A data warehouse collects, organizes, and makes data available for
the purpose of analysis - to give management the ability to access
and analyze information about its business. This type of data can
be called "informational data". The systems used to work with informational
data are referred to as OLAP (On-Line Analytical Processing). Bill
Inmon coined the term "data warehouse" in 1990. His definition is:
"A (data) warehouse is a subject-oriented, integrated, time-variant
and non-volatile collection of data in support of management's decision
making process." Subject-oriented - Data that gives information
about a particular subject instead of about a company's on-going
operations. Integrated - Data that is gathered into the data warehouse
from a variety of sources and merged into a coherent whole. Time-variant
- All data in the data warehouse is identified with a particular
time period. Non-volatile - Data is stable in a data warehouse.
More data is added, but data is never removed. This enables management
to gain a consistent picture of the business.
Data Warehousing Management
The
on-going supervision of the data warehousing process. Data warehousing
is an on-going process.

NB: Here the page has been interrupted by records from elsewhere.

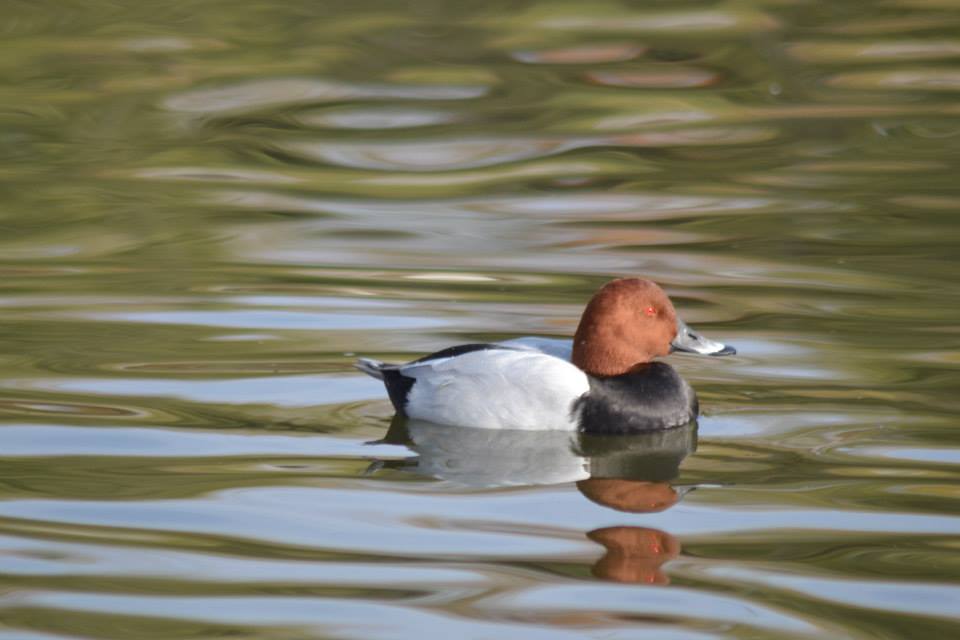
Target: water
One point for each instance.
(209, 209)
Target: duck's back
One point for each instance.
(492, 387)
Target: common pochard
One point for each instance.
(606, 381)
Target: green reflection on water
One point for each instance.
(209, 209)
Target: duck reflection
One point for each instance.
(625, 473)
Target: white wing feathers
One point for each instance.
(499, 389)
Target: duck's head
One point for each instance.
(629, 322)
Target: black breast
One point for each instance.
(653, 396)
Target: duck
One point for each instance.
(605, 381)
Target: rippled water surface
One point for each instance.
(209, 209)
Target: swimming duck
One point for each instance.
(605, 381)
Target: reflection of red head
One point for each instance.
(634, 554)
(634, 496)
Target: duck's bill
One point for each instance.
(690, 341)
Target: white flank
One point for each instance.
(557, 347)
(497, 389)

All of the issues that need to be addressed
when a data warehousing project is started also need to be addressed
as the data warehouse is used and, most likely, expanded. The types
of data warehousing management issues that need to be addressed
are: Deciding on Management - Who is sponsoring the project? Who
is making the tough decisions? Who is going to mediate conflicts?
Deciding on Scope - Which business processes are going to be included?
What granularity of data is going to be used? Training - Of management
personnel, technical personnel, and end users. Staffing - Who is
coordinating the project? Who is doing the technical work? Who is
doing the training? Budgeting - For hardware, software, personnel,
training, consulting.
Data Warehousing
The
process of visioning, planning, building, using, managing, maintaining,
and enhancing data warehouses and/or data marts. Whether we're building
a data warehouse, a data mart, or both, we are taking part in a
complex, on-going process. The emphasis in the data-based knowledge
business needs to be kept on the process. That's why you're reading
a glossary of "data warehousing terminology" instead of a glossary
of "data warehouse terminology". There are many steps in the data
warehousing process - Visioning - Having an idea about what could
be accomplished. Learning - Studying the potential of data warehousing.
Justifying - Developing a business purpose for the process. Budgeting
- Counting the cost.
Deciding
-
Making
a commitment to develop and use data-based knowledge. Gathering
Information - Examining legacy systems. Interviewing Users - Finding
what information is needed. Choosing Tools - Choosing the hardware,
the database management system, the data extraction tools, and the
Business Intelligence tools.. Building, Using, Testing, and Evaluating
the Prototype - Repeat this step and the above steps as necessary.
Deploying
- Putting the system into operation. Training - Helping users make
full use of the Business Intelligence tools. Managing - Keeping
track of scheduled data replication, system usage, and query performance.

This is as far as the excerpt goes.